How do we turn uncertainty, doubt, inaction around into focus, energy, drive?
This transformation needs to occur in each of us before it can be felt throughout the culture of our organizations.
Last month I wrote about searching for hope.
As I write this, Governor Jay Inslee has submitted a budget proposal and the United States Congress is pulling together a funding and stimulus package. Two vaccines have been approved and are being distributed nationally and in the Wenatchee Valley.
This gives us hope for an eventual end to the pandemic, but doesn’t provide the people in your organization the kind of direction and emotional connection to their work that is needed to move businesses forward.
The new year is upon us. As much as we all are excited to put 2020 behind us, the first third of the year will likely look similar to the past six months.
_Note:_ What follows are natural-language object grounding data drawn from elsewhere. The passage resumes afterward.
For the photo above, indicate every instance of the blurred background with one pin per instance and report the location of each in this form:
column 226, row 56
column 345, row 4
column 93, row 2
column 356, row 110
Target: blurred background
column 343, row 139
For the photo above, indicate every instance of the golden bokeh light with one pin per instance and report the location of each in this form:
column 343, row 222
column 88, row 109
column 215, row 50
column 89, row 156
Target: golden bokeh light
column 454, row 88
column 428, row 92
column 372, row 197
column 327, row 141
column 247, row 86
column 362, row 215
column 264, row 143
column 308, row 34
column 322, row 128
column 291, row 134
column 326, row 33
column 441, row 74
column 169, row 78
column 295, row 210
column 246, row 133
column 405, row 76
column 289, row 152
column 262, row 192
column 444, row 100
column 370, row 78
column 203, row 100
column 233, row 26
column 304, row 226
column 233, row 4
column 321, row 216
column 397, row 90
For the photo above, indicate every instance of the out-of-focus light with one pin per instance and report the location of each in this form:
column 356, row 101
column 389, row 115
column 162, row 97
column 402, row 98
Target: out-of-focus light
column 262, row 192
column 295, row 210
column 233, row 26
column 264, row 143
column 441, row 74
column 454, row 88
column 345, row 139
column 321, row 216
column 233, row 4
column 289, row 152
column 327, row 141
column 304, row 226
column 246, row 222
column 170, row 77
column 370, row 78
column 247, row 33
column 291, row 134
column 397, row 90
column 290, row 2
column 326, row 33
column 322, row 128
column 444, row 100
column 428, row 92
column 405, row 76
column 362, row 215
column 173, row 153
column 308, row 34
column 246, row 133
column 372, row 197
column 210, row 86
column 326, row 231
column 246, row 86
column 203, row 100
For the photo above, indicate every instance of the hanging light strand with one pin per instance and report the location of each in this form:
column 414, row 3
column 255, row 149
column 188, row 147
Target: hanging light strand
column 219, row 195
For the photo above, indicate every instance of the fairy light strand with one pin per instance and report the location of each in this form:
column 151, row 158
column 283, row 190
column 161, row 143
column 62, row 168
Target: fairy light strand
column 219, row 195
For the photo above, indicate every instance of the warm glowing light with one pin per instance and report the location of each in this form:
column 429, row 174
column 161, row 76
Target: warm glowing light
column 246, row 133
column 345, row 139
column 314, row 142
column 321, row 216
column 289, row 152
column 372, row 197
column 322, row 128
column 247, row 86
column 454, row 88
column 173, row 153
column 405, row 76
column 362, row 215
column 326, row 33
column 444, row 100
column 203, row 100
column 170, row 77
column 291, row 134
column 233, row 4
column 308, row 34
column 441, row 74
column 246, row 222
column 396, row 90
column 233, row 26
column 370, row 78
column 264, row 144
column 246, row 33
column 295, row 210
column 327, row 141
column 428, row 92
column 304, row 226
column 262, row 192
What your organization's stakeholders demand from you isn't hope. They want you to share your vision of the path forward. Staff, customers and investors want leadership that will re-energize their efforts on your behalf.
In her Harvard Business Review article “How to Lead When Your Team Is Exhausted - and You Are, Too” this month, Merete Wedell-Wedellsborg poses this question to leaders. “Ask yourself and your teams: Are you doing all you can do to emerge from the crisis as a stronger company? The window for change may be closing and the time to turn good intentions into action is now.”
Your plan to emerge from the pandemic and business closures stronger than before gives your organization focus. Your enthusiasm and decisiveness to execute the plan will increase the energy of your team. Accomplishing tasks and celebrating reaching small goals along the way will give the people in your organization confidence to follow through. Their newly found drive will better position your business for success as we emerge from the pandemic.